Unknown and Unregistered Tags
When a tracker detects a Bluetooth device that isn't registered in your account, it appears in the Beacons tab as an unregistered beacon (shown with a gray X icon). This can happen when:
- A new beacon hasn't been registered yet
- A beacon from a nearby vehicle or business is within range
- A new driver's iButton was assigned but not yet added to the system
From the Beacons tab, you can quickly register any unrecognized device using the three-dot context menu. Alternatively, unregistered beacons also appear in the Unknown Tags list in the Tag Management section.
What's Next?
- GPS Trackers — Set up the GPS trackers that detect your beacons and tags
- Driver Scoring — Understand how driver identification enables scoring and behavior analysis
- Assets — Manage the vehicles your tags are associated with
- Alerts — Configure notifications for temperature thresholds and beacon detection events
Frequently Asked Questions
How long do beacon batteries last?
Most Bluetooth beacons have a battery life of 1-2 years with standard advertising intervals. Eye Sensors typically last 12-18 months depending on reporting frequency. iButtons don't have batteries — they're powered by contact with the reader.

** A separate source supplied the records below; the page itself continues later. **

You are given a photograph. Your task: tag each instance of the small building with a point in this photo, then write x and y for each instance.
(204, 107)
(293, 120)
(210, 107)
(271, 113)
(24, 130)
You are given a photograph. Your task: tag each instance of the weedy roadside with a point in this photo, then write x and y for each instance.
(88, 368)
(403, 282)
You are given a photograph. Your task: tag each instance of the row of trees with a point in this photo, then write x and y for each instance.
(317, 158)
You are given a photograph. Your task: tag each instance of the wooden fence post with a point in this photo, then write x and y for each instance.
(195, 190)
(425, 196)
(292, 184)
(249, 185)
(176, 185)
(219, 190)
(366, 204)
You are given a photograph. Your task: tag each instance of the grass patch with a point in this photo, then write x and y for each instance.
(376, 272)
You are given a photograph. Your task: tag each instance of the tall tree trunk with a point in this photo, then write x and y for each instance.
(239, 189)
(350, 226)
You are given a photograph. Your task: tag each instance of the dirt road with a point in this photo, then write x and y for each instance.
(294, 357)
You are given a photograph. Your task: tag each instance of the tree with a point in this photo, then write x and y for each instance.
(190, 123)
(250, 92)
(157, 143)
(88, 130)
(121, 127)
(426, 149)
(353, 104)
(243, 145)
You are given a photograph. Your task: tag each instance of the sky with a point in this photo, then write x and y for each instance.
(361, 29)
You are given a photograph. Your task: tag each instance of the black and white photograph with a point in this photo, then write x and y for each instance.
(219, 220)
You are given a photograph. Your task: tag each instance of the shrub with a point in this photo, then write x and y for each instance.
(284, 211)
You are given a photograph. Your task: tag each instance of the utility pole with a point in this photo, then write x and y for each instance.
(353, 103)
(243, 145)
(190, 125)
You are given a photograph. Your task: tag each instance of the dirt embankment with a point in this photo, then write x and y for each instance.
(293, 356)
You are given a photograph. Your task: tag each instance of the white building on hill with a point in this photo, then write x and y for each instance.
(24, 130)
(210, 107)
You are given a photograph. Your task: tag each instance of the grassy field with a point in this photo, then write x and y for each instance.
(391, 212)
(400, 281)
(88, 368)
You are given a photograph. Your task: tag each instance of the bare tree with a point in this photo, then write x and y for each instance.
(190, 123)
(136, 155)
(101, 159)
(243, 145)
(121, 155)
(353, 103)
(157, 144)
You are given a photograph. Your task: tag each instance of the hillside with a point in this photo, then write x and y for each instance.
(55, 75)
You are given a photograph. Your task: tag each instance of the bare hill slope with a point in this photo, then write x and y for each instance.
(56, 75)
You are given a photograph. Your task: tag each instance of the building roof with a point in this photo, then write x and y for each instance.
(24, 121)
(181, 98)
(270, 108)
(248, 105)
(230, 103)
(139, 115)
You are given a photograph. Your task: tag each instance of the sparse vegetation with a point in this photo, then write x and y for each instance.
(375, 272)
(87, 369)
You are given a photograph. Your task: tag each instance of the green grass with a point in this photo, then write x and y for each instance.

Can one tracker detect multiple beacons at the same time?
Yes. A GPS tracker can detect multiple beacons simultaneously within its scanning range. This is useful when a vehicle carries multiple pieces of beacon-tagged equipment, or when you want to identify both the driver (via beacon) and the trailer (via another beacon).
What happens if a beacon goes out of range?
The last known location and timestamp are preserved. The beacon's status will show as "Lost" in the Beacons tab with the time it was last detected. If a tagged piece of equipment moves out of range of all trackers, it effectively goes "dark" until it's near a tracker again.
Do I need a beacon for every driver?
If you want per-driver scoring and behavior reports, yes — each driver needs their own tag (either a beacon or an iButton). Without identification, trips are attributed to the vehicle only, and driver-specific analytics aren't available.
Can beacons work without a GPS tracker nearby?
No. Beacons are passive Bluetooth devices that don't have their own internet connection or GPS. They rely entirely on being detected by a nearby GPS tracker to report their location.
Why don't I see the Beacons tab?
The Beacons tab only appears in the asset sidebar when the tracker has BLE (Bluetooth Low Energy) enabled. Go to the Diagnostics tab, find the Device Settings section, and enable BLE scanning. If your tracker hardware does not support BLE, the option will not be available.
What is the difference between iBeacon and Eddystone?
iBeacon and Eddystone are two Bluetooth broadcasting protocols. iBeacon is Apple's standard, while Eddystone is Google's. Both work with Yipii IoT — the protocol is shown on each beacon card so you can identify which type you have. From a fleet management perspective, both function identically for driver identification and asset tracking.